Lui tossì, sputando sangue.
«Sei un testardo…h-ho freddo… e ho anche paura…»
Chino su di lui, Steve lo abbracciò.
«Sssh. Sarà finita a breve, Buck. Stiamo andando in un bel posto. Lo posso già vedere. Saremo felici e ci divertiremo.»
Bucky lo sentì piangere e quasi di riflesso gli si aggrappò.
«Stiamo andando a New York?»
Steve annuì, non riuscendo a trattenere un gemito, a causa del pianto.
«Sì., Buck. Stasera ti porto a ballare.»
Venne da sorridere ad entrambi. Tremavano, scossi dai brividi di freddo e dalla paura. Steve gli si strinse ancora di più, mentre l’acqua li raggiungeva. Forse il loro viaggio aveva inizio solo in quel momento, chissà. Ripensò a Tony e si augurò, ma in realtà, ne era quasi certo, che sarebbe sopravvissuto. Lui non era stato così fortunato. Ma qualsiasi posto lui e Bucky avrebbero raggiunto non aveva importanza, perché erano insieme.
 
Il capitano del Titanic si era mostrato impassibile davanti ai passeggeri spaventati. Ma adesso che si ritrovava da solo vicino al timone, non poteva fare a meno di lasciarsi andare allo sconforto. Nick Fury sapeva che un bravo capitano non abbandonava mai la propria nave. Lui non lo avrebbe fatto di certo. Ironico pensare che sarebbe dovuto andare in pensione proprio dopo quel viaggio. Per l’ultima volta, aveva navigato la nave più grande mai costruita al mondo.

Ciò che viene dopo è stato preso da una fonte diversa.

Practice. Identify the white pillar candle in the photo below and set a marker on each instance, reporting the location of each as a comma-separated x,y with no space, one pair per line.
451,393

Morì qualche minuto più tardi, travolto dall’acqua che entrando aveva rotto i vetri. E nello stesso momento, la forza del mare si era portata via anche Bruce Banner.
 
 
Nota dell’autrice
Questo capitolo è stato emotivamente distruttivo da scrivere. Quando sono arrivata a rileggere la morte di Bucky e Steve mi sono messa a dire “Non ce la faccio”, ma alla fine ho tenuto duro. Ne ho fatto fuori quattro in una volta sola e mi dispiace terribilmente, ma ancor una volta il mio animo sadico ha vinto. Quindi RIP Bucky, Steve, Fury e Bruce. L’ultimo capitolo sarà l’ultimo. La vera domanda è: qualcun altro ci lascerà?